Jak już Koteusz rozpoczął w salonie kolędowanie, znaczy przyszedl czas. Ja spiewam w domu "po bozemu", tak samo jak z Myszą-Drobnicowcem, Anarche, Frankiem, Intuicją, Hanką i jeszcze paroma osobami - na OB-CIACHOWYCH próbach.
Ale słuchamy w Wigilię, w domu, kolęd lekko szalonych i stukniętych - choć absolutnie fantastycznych - w wykonaniu mnóstwa Pospieszalskich.

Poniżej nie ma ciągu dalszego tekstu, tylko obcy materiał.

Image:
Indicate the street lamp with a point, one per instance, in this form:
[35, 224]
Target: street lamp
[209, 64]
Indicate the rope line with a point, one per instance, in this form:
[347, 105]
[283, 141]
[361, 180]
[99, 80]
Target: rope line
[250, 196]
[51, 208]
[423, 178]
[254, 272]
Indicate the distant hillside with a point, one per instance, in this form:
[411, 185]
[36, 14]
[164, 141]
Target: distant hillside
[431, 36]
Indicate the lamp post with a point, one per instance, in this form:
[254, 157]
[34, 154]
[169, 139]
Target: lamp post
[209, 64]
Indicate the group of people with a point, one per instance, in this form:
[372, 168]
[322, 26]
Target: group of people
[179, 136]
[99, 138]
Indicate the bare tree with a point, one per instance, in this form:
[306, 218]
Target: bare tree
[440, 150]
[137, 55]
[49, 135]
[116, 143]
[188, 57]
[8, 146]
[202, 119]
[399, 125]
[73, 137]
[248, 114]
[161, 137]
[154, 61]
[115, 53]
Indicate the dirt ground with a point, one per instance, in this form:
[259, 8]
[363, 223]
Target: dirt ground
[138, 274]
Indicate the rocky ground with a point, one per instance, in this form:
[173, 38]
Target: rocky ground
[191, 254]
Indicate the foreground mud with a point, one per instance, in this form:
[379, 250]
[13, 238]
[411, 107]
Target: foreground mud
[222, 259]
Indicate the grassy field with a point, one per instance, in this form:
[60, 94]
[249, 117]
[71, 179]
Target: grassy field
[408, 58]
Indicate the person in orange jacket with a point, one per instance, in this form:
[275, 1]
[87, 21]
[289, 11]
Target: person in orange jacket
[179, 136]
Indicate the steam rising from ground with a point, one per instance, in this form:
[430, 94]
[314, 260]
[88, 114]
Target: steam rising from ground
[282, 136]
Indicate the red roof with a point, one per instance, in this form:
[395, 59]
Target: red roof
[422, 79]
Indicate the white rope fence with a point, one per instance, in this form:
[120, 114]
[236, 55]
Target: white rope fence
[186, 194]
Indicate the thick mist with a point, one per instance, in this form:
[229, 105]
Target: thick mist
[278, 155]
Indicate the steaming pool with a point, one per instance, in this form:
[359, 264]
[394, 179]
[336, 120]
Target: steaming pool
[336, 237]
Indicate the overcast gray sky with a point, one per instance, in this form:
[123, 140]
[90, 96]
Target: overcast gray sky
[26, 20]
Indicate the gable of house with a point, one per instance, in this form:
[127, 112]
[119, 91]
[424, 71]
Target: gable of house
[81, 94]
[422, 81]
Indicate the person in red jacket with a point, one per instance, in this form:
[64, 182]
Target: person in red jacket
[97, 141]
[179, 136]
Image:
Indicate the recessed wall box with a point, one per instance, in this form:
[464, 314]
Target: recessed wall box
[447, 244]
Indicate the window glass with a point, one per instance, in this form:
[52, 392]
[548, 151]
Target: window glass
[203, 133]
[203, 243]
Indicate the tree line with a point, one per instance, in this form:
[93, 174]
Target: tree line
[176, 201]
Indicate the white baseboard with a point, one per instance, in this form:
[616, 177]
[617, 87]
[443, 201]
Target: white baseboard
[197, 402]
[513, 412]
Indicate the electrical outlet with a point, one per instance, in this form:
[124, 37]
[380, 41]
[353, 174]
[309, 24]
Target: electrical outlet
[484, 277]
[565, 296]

Sluchałam całej tej zgrai kilka lat temu u dominikanów w Gdańsku i od tej pory zawsze w Wigilię wracam.
W tym roku będzie mi trudno chyba - są te wersje kolęd takie radosne... A pół Polski (przynajmniej) radosne wcale - z powodu Smoleńska - nie jest.
Ale to, co znalazlam w tubkach, wrzucę, choc nie wiem czy ktos to zobaczy, bo administracja zwija mnie uparcie, ponieważ mnie nie rekomenduje (szczególy dla chetnych tu - lubczasopismo.salon24.pl/pomoc/post/255177,blokady-i-filtry - link przyslala mi P. Agata Luśtyk, zapytana, czy jestem zwinięta już do końća świata):
Tu: dzieci w dużej ilosci
Tu przybieżeli...
Tu znow dzieci, lekko maltretowane przez Mateusza oraz Janka - jeszcze z plerezą:))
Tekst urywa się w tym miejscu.